State elections officials planned a final ballot count Tuesday in a race that featured a whopping 48 candidates. Officials have targeted certification of the special primary by Saturday.
This was the first election under a system approved by voters that scraps party primaries and institutes ranked choice voting in general elections. All 48 candidates in the special primary appeared on the same, one-page ballot.
Gross had given no public indication that a shakeup was coming.
On social media Friday, Gross said he was “thrilled” to earn the endorsement of an electrical workers union.

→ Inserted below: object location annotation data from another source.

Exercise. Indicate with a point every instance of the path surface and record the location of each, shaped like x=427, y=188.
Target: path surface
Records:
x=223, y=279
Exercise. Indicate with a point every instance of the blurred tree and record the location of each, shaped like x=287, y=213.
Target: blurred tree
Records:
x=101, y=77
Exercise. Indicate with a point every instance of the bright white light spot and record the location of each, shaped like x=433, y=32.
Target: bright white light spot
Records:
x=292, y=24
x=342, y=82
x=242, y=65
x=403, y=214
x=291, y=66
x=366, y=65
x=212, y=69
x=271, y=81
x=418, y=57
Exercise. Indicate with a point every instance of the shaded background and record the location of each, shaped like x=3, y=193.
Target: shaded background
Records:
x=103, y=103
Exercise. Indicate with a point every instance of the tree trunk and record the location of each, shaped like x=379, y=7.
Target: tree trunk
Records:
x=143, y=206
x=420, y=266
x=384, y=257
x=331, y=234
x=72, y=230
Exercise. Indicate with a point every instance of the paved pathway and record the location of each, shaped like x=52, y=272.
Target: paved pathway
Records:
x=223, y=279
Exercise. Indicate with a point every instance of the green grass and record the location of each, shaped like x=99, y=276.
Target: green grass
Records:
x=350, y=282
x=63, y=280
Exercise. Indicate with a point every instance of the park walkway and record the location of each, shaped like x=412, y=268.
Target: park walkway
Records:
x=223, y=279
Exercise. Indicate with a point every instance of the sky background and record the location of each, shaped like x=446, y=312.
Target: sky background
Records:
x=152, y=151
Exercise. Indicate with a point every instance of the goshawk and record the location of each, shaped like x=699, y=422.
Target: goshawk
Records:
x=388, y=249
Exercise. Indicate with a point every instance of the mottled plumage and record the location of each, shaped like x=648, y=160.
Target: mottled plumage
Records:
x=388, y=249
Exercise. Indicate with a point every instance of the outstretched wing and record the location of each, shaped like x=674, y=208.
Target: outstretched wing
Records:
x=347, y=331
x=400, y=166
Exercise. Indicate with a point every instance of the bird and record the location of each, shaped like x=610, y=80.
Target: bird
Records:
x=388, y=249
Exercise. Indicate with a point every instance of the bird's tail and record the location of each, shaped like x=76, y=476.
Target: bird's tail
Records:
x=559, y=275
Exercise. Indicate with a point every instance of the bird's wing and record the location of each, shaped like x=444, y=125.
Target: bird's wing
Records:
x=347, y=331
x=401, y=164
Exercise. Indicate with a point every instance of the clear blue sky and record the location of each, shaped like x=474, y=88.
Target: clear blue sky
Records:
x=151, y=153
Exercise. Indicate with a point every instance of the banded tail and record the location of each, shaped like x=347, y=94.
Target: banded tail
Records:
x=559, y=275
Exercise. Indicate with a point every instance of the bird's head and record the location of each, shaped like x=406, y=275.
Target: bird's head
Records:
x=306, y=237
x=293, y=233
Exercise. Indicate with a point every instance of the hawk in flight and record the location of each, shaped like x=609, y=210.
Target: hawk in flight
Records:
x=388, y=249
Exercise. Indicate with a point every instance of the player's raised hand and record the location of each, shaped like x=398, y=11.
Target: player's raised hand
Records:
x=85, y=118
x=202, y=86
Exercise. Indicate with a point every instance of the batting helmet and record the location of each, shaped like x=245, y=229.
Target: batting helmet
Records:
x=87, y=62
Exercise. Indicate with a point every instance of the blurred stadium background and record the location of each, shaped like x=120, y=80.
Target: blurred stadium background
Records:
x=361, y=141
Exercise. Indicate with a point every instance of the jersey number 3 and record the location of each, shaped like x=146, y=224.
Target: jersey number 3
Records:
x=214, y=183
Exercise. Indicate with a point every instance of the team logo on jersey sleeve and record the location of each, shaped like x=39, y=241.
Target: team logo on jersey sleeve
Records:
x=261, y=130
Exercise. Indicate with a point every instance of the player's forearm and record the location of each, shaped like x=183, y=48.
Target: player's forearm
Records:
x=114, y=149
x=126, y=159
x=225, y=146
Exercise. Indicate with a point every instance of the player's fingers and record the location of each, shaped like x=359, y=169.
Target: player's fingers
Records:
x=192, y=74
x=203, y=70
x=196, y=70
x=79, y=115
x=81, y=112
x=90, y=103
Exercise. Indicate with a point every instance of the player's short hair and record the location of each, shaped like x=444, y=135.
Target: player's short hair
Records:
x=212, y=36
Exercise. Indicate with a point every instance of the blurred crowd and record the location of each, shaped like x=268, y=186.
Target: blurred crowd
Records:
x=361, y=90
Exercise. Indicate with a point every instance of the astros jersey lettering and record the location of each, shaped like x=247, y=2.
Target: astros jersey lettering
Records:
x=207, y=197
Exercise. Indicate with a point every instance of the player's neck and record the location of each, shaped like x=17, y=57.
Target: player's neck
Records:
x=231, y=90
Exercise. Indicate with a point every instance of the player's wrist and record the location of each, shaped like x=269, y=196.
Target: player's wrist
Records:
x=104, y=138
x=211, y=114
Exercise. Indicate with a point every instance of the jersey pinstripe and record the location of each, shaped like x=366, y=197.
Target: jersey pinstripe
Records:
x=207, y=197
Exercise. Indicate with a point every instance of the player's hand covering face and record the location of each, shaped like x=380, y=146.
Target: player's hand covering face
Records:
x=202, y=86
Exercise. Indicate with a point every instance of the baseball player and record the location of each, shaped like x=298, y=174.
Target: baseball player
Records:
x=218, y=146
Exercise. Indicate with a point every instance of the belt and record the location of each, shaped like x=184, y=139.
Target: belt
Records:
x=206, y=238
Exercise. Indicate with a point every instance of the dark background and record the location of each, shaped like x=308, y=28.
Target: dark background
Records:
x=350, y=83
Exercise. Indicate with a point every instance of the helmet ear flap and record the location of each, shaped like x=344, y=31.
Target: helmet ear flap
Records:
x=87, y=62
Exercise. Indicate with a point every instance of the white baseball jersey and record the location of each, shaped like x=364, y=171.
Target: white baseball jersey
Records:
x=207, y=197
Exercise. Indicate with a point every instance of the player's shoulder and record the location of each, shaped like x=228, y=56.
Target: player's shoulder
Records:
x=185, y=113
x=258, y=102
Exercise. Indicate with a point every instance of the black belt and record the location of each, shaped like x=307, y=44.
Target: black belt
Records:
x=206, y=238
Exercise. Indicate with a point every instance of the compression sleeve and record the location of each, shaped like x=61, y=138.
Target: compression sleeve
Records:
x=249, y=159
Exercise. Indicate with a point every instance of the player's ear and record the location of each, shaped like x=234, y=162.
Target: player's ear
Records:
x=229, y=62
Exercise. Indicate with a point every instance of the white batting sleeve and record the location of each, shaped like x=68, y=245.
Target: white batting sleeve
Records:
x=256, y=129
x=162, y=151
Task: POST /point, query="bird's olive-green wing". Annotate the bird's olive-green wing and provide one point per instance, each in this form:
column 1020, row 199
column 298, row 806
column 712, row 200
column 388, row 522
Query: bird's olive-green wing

“Working men and women can trust that they can always count on me to fight for them and stand up to powerful corporate and special interests on their behalf,” he said in a fundraising appeal that also featured the words “Stop Sarah Palin!”
“Chip in today to help us bring independent leadership to Alaska,” the post says.
On Monday, his campaign posted a photo of him at a brewery over the weekend.
Then later in the day his campaign released a statement saying he would withdraw from the special and regular elections for the seat left vacant by the death in March of Republican Rep. Don Young. Young had held the seat for 49 years.
The state Division of Elections website on Tuesday showed Gross as having withdrawn from the August regular primary. The deadline to withdraw from that race is Saturday. Republican former lawmaker John Coghill and Democrat Mike Milligan have also withdrawn, according to the division website.
Gross, who sought to cast Palin as a quitter for resigning partway through her term as governor in 2009, did not make himself available to reporters after announcing plans to drop his campaign.
Gross, in the statement Monday, said there are “two outstanding Alaska Native women in this race who would both serve our state well.” The campaign confirmed he was speaking about Peltola and Republican Tara Sweeney, who was in fifth place in the special primary.
Sweeney’s campaign manager, Karina Waller, said by email late Monday that Sweeney had been out of cell range and that a comment “will be forthcoming once she is back in communication.”
Sweeney was an assistant secretary for Indian Affairs in the U.S. Department of the Interior during the Trump administration.
The Division of Elections was looking into the question of whether the fifth place finisher in the special primary would be bumped up to fourth place if Gross withdraws, division spokesperson Tiffany Montemayor said by email Monday.
The August special election will feature ranked choice voting and determine who will serve the remainder of Young’s term. The August regular primary and November general election will determine who will serve a new two-year term starting in January.